Question

1. erin has a bag of m&m’s™. inside the bag are 5 red, 4 orange, 5 yellow, 3 purple and 3 green m&m’s™. what is the probability of drawing a red m&m™ two times in a row if the first m&m™ is eaten before the second m&m™ is drawn? period______

Explanation:

Step1: Calculate total number of M&Ms initially

First, we sum up the number of each color of M&Ms. The number of red is 5, orange is 4, yellow is 5, purple is 3, and green is 3. So the total number \( n = 5 + 4 + 5 + 3 + 3 \).
\( n = 20 \)

Step2: Probability of first red M&M

The probability of drawing a red M&M first is the number of red M&Ms divided by the total number of M&Ms. Let \( P(R_1) \) be the probability of first red. So \( P(R_1)=\frac{5}{20}=\frac{1}{4} \)
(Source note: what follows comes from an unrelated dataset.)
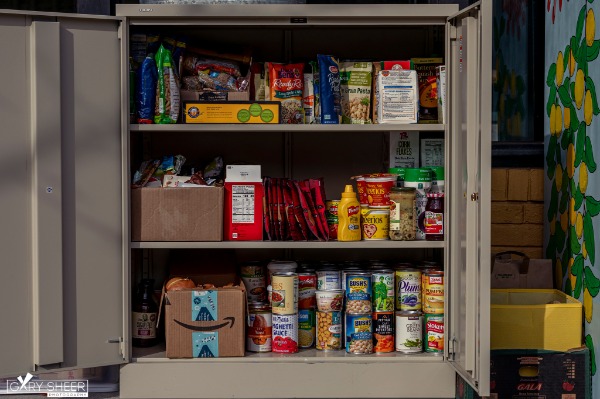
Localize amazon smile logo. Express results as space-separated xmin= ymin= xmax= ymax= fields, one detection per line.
xmin=174 ymin=316 xmax=235 ymax=331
Step3: Probability of second red M&M (after eating first)

After eating the first red M&M, the number of red M&Ms left is \( 5 - 1 = 4 \), and the total number of M&Ms left is \( 20 - 1 = 19 \). Let \( P(R_2|R_1) \) be the probability of second red given first red. So \( P(R_2|R_1)=\frac{4}{19} \)

Step4: Probability of two reds in a row

Since the two events are dependent (because we eat the first M&M, so the total number and number of reds change), we use the multiplication rule for dependent events: \( P(R_1 \cap R_2)=P(R_1)\times P(R_2|R_1) \)
Substituting the values, we get \( P(R_1 \cap R_2)=\frac{1}{4}\times\frac{4}{19}=\frac{1}{19} \)

Answer:

\(\frac{1}{19}\)